Alors que la baie abrite la plus grande réserve naturelle de Bretagne, intégrée dans le réseau Natura 2000, la France semble sous-estimer les conséquences environnementales de telles décisions. Ainsi, les associations Sea Shepherd et Gardez les caps se sont engagées dans une opération de diffusion d’un tel scandale.

Une guerre informationnelle bâtie sur une forte médiatisation du scandale

Entre communiqués de presse, campagnes, affiches et opérations en mer, l’association de défense des océans Sea Shepherd s’engage dans une guerre de l’information acharnée contre les décisions des acteurs pro-éoliens sur le chantier de Saint-Brieuc. L’ONG dénonce que « tous les projets français d’éolien en mer sont en contradiction avec les politiques de protection de l’environnement marin ».

Les ONG qui luttent contre ce projet ont engagé une communication de masse sur les réseaux et ont réalisé des interventions chocs pour déstabiliser à la fois l’opinion publique et la crédibilité des acteurs pro-éoliens.

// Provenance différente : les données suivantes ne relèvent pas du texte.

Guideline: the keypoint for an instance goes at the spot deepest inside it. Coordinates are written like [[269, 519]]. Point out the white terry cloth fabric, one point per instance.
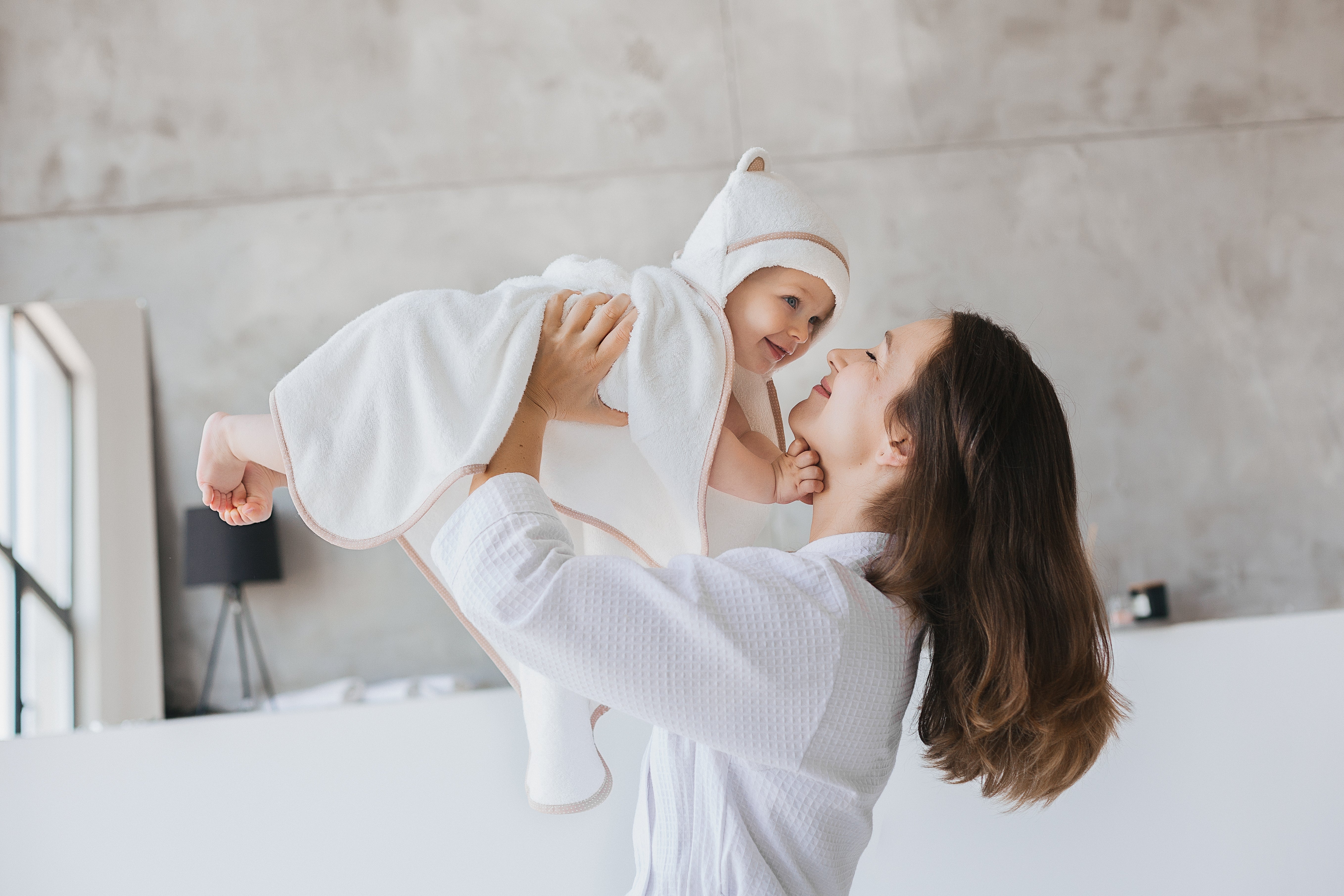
[[776, 684], [331, 694], [382, 428]]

En effet, au travers de tous les différents moyens de communication, elles tentent en vain de sensibiliser la population et l’échiquier politique aux causes environnementales et animales, dont nuisent les éoliennes marines.

De plus, dans un contexte de transition énergétique et dans un contexte où la population devient de plus en plus soucieuse de l’environnement, quoi de mieux pour les anti-éoliens de marquer des points d’arrêt sur ces causes non respectées par le futur parc éolien marin, notamment en touchant les attentes légitimes de la société civile. Néanmoins, cette guerre de l’information parait unilatérale. En effet, les associations de défense de l’environnement et les comités luttant contre le chantier éolien en mer de Saint-Brieuc diffusent une forte communication sur tous les plans pour déstabiliser l’adversaire et affaiblir sa réputation.

Les pro-éoliens optent pour une stratégie de défense plus discrète, en gardant le silence contre les revendications des anti-éoliens, démontrant ainsi leur force et leur certitude dans la réalisation de ce projet offshore. Le gouvernement français ainsi que toutes les sociétés en charge du chantier détiennent une forte capacité à résister à la communication de masse délivrée par les anti-éoliens à leur encontre. 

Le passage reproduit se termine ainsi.